Qu’est-ce que je peux vous dire d’autre sans tout dévoiler ? Les illustrations, comme dans les autres ouvrages (Petite brouette de survie, L’amour à Gogo, Mlle Zazie et les femmes nues, Disparue, La nef des fous, Histoire à dormir debout) seront des photos.  Je tiens énormément à ce texte. Il parle d’enfants (pour ceux qui me connaissent un peu, ç’est évident que ça parle d’enfants !), de l’amitié éternelle de deux petites filles et de l’espoir que porte cette amitié.

 

Je suis heureuse et fière de publier chez cet éditeur. Dans quelques mois (premier trimestre 2007), vous pourrez lire un article complet sur cette maison d’édition dans la Revue Crokalire. Bien entendu,vous aurai droit à une piqûre de rappel !

 

L’ouvrage n’est pas encore terminé, il faut maintenant travailler sur les photos (non, non, ce n’est pas moi qui les réalise !). Pour la première fois, j’ai travaillé des idées de photos avec une photographe. C’est très intéressant et ça permet de prendre du recul et d’apporter des questionnements sur son propre travail.

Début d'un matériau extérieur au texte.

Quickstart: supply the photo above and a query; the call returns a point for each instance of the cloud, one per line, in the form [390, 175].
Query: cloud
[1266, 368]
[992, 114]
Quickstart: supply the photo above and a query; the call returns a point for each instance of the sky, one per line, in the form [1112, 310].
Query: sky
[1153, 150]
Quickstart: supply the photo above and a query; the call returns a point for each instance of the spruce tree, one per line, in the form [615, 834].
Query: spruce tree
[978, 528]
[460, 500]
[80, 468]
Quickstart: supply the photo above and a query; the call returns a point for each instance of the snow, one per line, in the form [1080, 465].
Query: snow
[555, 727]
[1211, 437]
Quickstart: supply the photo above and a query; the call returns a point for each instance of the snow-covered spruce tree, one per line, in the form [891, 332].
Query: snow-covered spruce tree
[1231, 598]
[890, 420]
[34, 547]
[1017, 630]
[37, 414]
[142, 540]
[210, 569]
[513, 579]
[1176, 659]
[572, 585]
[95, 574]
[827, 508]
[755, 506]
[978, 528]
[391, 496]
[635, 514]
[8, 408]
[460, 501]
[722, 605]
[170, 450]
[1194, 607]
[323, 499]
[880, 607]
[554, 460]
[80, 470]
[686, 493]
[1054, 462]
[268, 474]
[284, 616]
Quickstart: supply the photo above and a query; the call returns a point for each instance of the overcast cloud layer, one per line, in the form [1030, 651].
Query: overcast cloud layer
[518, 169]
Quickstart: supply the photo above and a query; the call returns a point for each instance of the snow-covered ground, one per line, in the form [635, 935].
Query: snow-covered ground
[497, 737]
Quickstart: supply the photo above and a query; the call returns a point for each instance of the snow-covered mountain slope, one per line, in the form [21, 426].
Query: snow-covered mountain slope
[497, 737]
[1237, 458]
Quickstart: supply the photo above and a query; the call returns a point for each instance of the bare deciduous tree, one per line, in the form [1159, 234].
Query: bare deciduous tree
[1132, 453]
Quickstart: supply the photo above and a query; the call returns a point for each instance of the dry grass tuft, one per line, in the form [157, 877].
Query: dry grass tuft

J’ai hâte de voir les premières photos avec et sans le texte (puisque les photos ont leurs propres expressions et qu’heureusement, tout comme l’illustration, n’a pas pour but premier de reprendre ce que dit déjà le texte.)

 

Il faut croire que l’idée de la photo me poursuit avec bonheur puisqu’il y a de cela un mois environ, un ami photographe professionnel a fait appel à moi pour écrire un texte à partir d’un de ses projets photographiques. Le résultat est surprenant, original. Nous l’avons montré à quelques éditeurs (à Montreuil) et tous ont été enthousiasmés par le projet !

 

Et j'ai pas mal d'amis photographes (hé hé hé !!!)

 

Allez, je vous laisse. J’ai d’autres notes à concocter, des mails à envoyer, des textes à relire, à écrire, à imaginer et puis le chat à nourrir !!!